Laws that seek to ban drag performances are cropping up in state legislatures across the United States, and their effects could go beyond just entertaining shows. There are at least 32 bills currently in the state legislatures seeking to ban drag shows, with some specifying that exposure to the LGBTQ+ community is child abuse, with most banning minors and drag performers from public spaces. These bills have been introduced in at least 14 states, including Arizona, Arkansas, Idaho, Kansas, Minnesota, Missouri, Montana, Nebraska, North Dakota, Oklahoma, South Carolina, Tennessee, Texas, and West Virginia.
The ACLU is tracking 278 anti-LGBTQ+ bills across 33 states, many of which target bathrooms, IDs, books, healthcare, education, and sports. While these bills are part of a nationwide effort to legislate trans people out of existence, banning drag specifically could be a step too far, according to Sybastian Smith, the Director of Organizing for the National Center for Transgender Equality.
“Five of these bills have specified that exposure to the LGBTQ+ community is child abuse, most of these bills ban minors and ban drag performers from public spaces.

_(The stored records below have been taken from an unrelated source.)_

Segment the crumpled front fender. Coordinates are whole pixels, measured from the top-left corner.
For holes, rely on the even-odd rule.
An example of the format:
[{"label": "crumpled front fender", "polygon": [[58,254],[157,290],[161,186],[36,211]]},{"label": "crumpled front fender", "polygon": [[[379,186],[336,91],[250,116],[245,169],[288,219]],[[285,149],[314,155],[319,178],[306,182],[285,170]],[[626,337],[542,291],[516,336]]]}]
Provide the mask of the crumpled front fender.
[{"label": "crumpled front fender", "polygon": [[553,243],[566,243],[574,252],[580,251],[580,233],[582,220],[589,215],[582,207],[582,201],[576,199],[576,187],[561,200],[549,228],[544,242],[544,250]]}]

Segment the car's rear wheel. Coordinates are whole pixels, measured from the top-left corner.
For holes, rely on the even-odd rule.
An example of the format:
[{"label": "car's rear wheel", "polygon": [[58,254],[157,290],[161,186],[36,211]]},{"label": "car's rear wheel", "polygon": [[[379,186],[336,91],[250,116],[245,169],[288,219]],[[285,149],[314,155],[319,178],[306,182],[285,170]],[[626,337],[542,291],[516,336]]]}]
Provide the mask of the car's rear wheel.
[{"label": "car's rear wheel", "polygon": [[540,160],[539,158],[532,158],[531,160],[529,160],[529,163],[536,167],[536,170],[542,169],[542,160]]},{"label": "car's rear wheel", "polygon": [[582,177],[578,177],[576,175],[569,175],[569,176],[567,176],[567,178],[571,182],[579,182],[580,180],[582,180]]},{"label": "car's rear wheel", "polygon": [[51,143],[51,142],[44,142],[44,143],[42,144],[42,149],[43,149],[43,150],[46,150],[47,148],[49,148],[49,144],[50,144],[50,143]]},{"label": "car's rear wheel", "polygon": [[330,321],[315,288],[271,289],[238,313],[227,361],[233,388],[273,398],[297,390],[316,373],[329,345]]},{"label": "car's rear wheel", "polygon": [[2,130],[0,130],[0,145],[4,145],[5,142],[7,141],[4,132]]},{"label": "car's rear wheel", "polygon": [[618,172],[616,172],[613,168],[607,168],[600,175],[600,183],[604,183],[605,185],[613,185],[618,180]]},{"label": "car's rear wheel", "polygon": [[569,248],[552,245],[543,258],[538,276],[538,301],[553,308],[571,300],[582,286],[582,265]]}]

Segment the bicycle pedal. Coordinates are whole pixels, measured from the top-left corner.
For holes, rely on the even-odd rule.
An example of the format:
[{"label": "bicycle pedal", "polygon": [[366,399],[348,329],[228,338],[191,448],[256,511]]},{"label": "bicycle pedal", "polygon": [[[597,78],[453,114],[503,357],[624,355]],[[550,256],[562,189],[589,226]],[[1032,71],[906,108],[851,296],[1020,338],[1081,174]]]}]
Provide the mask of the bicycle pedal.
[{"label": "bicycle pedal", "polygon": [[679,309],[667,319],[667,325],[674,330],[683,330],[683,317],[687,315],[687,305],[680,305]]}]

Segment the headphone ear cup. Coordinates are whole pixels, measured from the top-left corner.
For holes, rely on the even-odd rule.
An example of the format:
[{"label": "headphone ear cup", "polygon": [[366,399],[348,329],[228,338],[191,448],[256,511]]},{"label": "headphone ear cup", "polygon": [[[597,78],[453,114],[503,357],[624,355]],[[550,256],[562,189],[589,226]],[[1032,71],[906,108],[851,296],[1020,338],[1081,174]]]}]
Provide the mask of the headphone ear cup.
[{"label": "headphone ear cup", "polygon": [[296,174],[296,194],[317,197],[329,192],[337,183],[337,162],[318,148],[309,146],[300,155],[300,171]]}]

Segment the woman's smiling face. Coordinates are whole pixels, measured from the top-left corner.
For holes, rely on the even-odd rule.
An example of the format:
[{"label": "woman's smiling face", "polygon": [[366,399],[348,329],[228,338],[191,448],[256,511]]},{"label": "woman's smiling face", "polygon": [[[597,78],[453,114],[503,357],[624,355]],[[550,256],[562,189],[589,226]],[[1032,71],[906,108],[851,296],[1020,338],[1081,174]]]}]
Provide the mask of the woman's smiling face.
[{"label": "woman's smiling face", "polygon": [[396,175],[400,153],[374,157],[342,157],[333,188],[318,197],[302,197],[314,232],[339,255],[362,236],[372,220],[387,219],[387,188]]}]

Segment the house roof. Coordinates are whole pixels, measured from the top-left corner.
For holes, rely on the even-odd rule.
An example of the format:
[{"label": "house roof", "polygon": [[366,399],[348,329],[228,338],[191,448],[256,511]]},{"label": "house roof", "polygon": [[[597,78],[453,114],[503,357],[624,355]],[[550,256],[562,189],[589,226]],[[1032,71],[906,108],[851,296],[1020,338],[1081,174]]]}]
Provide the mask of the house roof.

In fact, about six of these bills have defined drag performers as people who dressed and expressed differently from their ‘biological sex’ or ‘gender identity,’ and we have concerns that this also applies to everyday transgender people,” Smith told LGBTQ Nation.
One of the bills, House Bill 359 in Montana, would ban minors from attending drag shows, ban drag performances from public libraries and schools, and ban minors from entering any business that provides a drag show (labeling any such business a “sexually oriented business”). A drag performance is defined in the bill as “a performance in which a performer exhibits a gender identity that is different than the performer’s gender assigned at birth using clothing, makeup, or other physical markers and sings, lip syncs, dances, or otherwise performs for entertainment to appeal to a prurient interest.” According to Zooey Zephyr, the first and only transgender woman in the Montana House of Representatives, this wording could apply broadly not only to drag performers but to any transgender person in certain situations.
In addition, Tennessee’s House Bill 9 and North Dakota’s House Bill 1333 ban drag from being performed on any public property, which would mean drag would not be permitted at Pride events. It could also theoretically mean that a transgender person dressing in clothing matching their gender identity but not their sex assigned at birth could be arrested if they did anything constituting a performance, such as lip-syncing to a song they were listening to.